Raven's voice was steady, but quieter now. "So the reports were true. Ex-military. Weapon-class."

He didn't answer — just pressed forward.

Then her shadow moved on its own.

It lunged, wrapping around his leg, pulling him off balance.

In that moment — something shifted.

The rain slowed.

The air thickened.

And Noah's reflection in the puddle… blinked back.

Raven froze. Her instincts screamed danger.

The darkness behind Noah rippled, rising — a faint, spectral form coalescing from the puddles and shadows around him. Red eyes glowed faintly within its shape.

Not human. Not animal. Something between.
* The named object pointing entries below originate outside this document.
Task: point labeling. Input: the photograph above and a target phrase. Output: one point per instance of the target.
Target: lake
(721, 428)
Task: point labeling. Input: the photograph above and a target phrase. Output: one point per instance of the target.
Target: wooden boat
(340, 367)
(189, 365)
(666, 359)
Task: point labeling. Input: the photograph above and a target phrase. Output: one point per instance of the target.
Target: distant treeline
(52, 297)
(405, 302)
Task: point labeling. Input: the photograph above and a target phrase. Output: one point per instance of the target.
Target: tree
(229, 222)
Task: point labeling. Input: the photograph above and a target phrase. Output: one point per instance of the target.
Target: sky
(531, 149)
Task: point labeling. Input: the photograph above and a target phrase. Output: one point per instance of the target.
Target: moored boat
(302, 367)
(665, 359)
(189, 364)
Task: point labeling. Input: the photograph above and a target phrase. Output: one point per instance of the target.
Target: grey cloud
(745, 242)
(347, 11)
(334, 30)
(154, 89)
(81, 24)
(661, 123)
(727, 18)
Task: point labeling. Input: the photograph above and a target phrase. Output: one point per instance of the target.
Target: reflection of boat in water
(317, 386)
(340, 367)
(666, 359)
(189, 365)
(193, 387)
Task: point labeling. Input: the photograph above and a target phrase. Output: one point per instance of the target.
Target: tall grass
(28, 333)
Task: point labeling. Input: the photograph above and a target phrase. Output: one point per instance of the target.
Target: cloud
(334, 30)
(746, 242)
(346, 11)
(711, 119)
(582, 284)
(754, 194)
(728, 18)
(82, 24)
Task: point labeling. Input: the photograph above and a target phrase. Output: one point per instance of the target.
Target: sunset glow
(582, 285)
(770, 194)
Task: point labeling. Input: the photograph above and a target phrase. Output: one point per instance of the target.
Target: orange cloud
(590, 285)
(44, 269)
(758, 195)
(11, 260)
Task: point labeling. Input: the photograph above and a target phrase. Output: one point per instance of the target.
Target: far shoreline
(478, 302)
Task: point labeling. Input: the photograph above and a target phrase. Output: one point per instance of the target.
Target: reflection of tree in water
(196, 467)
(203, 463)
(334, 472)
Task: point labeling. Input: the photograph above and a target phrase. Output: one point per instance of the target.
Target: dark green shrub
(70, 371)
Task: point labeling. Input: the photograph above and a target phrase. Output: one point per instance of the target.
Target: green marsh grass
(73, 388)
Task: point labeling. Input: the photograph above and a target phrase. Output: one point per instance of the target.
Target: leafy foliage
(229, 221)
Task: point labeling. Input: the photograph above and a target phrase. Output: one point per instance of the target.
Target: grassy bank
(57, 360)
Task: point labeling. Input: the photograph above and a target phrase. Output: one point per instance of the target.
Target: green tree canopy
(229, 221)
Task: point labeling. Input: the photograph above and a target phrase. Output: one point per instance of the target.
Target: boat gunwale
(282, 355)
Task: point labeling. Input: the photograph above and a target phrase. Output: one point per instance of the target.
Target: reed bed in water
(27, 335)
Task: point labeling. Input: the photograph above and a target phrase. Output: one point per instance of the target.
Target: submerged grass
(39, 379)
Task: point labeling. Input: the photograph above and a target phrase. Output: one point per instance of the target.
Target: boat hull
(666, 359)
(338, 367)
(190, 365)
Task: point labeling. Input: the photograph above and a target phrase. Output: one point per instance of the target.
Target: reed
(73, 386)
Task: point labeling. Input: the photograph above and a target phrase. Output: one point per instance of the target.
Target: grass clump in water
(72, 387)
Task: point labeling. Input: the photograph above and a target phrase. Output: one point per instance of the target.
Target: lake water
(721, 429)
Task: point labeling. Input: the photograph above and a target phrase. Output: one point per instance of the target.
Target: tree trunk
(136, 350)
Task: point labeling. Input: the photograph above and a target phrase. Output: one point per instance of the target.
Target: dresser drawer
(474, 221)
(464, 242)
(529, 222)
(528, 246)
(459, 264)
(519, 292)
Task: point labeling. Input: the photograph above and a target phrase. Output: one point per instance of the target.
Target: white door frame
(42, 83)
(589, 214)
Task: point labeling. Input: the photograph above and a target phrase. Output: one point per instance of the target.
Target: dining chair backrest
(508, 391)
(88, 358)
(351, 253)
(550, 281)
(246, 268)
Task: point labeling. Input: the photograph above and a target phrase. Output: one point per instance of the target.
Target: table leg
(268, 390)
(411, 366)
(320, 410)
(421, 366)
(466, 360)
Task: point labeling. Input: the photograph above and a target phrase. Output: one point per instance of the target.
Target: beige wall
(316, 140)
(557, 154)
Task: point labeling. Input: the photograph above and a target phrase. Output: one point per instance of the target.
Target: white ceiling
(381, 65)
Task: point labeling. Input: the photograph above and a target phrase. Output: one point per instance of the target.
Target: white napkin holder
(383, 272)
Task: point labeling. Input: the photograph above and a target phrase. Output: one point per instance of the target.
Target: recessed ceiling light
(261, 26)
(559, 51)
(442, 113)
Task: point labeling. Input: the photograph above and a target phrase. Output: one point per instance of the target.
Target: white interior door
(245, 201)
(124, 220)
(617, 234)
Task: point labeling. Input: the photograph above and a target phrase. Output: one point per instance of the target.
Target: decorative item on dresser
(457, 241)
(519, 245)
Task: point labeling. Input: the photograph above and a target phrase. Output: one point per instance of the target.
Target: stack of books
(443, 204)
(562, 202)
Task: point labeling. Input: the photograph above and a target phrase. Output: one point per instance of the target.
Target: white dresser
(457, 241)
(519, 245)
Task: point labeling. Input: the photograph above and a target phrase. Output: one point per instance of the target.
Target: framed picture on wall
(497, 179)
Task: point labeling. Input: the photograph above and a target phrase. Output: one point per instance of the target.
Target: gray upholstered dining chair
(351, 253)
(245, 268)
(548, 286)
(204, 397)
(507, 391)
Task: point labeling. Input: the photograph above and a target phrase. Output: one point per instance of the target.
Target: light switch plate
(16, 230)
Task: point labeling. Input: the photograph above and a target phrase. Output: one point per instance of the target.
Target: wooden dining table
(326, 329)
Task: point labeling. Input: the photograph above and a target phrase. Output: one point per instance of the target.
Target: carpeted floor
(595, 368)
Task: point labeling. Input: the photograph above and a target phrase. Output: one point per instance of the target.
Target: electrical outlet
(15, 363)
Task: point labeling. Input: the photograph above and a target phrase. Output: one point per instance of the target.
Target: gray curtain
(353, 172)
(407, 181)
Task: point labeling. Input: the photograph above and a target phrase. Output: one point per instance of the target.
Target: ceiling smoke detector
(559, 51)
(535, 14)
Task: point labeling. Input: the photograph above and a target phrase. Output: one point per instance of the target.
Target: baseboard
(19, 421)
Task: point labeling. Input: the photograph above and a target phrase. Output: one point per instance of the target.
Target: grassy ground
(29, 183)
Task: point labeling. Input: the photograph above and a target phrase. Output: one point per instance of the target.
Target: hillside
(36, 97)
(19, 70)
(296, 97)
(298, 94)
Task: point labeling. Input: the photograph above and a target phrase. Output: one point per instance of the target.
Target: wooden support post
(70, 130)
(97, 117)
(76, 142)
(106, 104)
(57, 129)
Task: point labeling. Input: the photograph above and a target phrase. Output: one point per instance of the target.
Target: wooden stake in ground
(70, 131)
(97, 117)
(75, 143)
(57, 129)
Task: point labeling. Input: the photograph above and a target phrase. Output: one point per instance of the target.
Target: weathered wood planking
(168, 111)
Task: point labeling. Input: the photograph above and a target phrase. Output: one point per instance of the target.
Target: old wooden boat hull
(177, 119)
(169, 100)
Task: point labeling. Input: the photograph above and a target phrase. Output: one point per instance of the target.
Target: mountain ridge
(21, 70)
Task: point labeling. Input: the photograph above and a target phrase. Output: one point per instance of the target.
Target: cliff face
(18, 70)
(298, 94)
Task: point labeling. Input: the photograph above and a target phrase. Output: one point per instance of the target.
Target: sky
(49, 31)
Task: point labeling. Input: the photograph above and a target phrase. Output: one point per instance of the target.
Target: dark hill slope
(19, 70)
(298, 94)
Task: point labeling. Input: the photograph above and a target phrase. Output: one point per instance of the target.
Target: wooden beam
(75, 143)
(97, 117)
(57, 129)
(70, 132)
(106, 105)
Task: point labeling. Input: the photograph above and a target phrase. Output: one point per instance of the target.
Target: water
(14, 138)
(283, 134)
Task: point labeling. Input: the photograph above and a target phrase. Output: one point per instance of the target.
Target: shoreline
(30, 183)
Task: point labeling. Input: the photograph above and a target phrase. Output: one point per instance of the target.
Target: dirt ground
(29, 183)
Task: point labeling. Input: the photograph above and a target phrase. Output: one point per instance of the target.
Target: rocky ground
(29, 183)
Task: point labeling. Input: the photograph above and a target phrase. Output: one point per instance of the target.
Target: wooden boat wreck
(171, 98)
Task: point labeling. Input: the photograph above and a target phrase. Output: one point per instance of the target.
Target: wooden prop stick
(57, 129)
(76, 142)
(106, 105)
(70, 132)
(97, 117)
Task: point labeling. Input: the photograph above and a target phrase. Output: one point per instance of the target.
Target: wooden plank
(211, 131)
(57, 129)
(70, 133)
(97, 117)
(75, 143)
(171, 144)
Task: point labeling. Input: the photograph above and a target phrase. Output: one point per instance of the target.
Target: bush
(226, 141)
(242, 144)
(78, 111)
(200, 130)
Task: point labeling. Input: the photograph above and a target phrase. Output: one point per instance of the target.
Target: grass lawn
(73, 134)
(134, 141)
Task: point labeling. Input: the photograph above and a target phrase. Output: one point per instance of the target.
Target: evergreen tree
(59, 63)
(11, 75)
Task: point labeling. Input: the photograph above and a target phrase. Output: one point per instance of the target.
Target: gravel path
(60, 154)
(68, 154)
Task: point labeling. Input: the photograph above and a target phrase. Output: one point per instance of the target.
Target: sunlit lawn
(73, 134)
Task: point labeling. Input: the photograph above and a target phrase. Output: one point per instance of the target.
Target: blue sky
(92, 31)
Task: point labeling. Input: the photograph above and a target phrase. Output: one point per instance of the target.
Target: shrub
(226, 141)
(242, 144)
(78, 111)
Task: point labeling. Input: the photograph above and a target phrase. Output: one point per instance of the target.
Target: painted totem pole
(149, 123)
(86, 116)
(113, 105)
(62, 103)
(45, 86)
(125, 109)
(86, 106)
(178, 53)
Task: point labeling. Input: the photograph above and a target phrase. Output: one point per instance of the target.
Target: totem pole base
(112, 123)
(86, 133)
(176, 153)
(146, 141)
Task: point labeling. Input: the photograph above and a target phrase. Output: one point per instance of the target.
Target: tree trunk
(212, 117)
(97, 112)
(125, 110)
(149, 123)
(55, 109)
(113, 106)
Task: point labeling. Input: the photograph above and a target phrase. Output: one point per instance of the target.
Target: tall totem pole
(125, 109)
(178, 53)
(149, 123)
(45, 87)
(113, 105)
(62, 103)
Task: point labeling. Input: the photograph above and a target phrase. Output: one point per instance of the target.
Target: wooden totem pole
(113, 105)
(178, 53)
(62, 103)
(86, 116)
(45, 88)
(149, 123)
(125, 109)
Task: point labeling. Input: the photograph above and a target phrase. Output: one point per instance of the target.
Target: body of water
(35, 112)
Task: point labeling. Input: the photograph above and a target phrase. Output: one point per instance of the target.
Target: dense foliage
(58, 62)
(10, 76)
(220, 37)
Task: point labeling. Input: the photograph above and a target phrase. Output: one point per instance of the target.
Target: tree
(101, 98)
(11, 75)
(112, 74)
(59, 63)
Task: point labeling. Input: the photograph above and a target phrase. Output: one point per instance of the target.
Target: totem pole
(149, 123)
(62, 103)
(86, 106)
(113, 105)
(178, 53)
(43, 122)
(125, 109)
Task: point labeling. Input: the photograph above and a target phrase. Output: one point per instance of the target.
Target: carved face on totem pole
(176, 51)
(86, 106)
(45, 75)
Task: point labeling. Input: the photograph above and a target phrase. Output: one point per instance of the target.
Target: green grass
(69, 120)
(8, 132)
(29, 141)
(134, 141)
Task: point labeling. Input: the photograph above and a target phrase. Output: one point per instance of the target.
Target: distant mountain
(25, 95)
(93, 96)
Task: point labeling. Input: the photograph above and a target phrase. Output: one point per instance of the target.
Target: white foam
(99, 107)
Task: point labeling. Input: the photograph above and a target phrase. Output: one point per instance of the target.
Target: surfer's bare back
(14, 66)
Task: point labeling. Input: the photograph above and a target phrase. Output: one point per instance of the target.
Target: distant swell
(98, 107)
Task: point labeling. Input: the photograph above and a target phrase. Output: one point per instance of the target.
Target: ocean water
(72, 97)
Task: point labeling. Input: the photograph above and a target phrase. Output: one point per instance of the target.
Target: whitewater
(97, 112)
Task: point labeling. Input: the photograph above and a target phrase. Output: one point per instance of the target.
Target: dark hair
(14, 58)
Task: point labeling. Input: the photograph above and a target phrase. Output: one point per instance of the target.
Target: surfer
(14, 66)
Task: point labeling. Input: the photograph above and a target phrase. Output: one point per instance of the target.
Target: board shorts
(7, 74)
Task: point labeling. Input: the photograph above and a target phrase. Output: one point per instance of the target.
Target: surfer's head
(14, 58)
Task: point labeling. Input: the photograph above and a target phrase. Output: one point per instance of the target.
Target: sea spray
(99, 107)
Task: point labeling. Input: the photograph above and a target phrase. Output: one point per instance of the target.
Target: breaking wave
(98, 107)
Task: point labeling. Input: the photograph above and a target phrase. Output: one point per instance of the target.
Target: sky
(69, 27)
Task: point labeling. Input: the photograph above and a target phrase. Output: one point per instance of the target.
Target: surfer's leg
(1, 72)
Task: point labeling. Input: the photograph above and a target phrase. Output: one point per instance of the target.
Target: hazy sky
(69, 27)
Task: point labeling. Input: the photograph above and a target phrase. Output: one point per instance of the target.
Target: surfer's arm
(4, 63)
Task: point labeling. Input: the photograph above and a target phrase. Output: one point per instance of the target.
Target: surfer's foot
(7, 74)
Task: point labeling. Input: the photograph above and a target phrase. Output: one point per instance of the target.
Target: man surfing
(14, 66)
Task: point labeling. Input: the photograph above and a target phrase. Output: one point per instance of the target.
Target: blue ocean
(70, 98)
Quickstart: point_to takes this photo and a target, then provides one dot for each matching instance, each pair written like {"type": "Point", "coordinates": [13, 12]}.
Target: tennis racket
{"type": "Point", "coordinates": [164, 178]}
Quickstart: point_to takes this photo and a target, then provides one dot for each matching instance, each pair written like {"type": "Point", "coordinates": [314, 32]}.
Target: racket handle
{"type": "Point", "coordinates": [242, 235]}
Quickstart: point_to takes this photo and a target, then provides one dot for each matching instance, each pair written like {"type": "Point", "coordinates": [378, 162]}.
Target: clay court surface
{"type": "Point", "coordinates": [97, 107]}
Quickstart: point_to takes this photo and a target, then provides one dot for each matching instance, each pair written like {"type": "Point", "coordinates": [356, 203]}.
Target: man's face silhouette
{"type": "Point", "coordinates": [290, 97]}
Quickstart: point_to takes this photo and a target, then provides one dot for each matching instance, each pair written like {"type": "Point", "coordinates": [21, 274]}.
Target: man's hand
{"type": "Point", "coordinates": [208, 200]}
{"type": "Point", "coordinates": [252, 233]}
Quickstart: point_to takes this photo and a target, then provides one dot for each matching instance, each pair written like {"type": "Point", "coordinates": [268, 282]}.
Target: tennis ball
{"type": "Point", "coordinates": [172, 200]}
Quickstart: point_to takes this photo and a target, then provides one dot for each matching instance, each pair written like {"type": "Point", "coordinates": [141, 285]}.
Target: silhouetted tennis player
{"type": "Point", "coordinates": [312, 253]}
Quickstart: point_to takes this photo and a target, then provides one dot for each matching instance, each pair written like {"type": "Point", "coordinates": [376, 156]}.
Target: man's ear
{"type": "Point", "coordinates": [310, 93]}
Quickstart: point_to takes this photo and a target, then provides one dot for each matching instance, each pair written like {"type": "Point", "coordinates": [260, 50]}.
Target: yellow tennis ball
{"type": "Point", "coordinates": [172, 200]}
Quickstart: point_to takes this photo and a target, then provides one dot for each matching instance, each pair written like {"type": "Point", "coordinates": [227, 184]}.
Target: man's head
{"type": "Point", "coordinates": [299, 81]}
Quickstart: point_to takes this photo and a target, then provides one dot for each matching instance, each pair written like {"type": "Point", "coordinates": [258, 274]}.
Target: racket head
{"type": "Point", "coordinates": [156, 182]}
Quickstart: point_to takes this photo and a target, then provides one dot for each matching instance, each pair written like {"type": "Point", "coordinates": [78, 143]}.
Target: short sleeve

Noah didn't notice it yet — but Raven did.

Her voice was soft. "You're… manifesting."

"What?"

"The shadows around you. They're responding to you."

The phantom shape growled — low, distorted — before fading back into the wet concrete.

Noah's fists tightened. "I didn't do anything."

"That's the point," she murmured. "You didn't try. The power's moving on instinct."

Raven straightened, her tone shifting — less challenge, more warning. "You're changing, Noah. You're close to waking up… and when you do, the world will feel it."

The rain hissed louder between them. Noah glanced down, still breathing hard. "Then tell Asher to stop sending tests."

Raven's lips curved faintly. "He didn't send me."

Noah looked up sharply. "Then who did?"

Before she could answer, her comm crackled faintly — Volt's voice breaking through.

"Raven. Pull back. You've got company inbound — two high-rank signatures closing fast. Corvin and Marek."

Her eyes widened, and the rain suddenly felt colder.

She looked at Noah. "Run."

Noah blinked. "What?"

"Now!"

But it was already too late.

A c

rimson mist rolled down the street ahead — and behind it, the air warped with black glyphs.

Corvin and Marek had found their mark.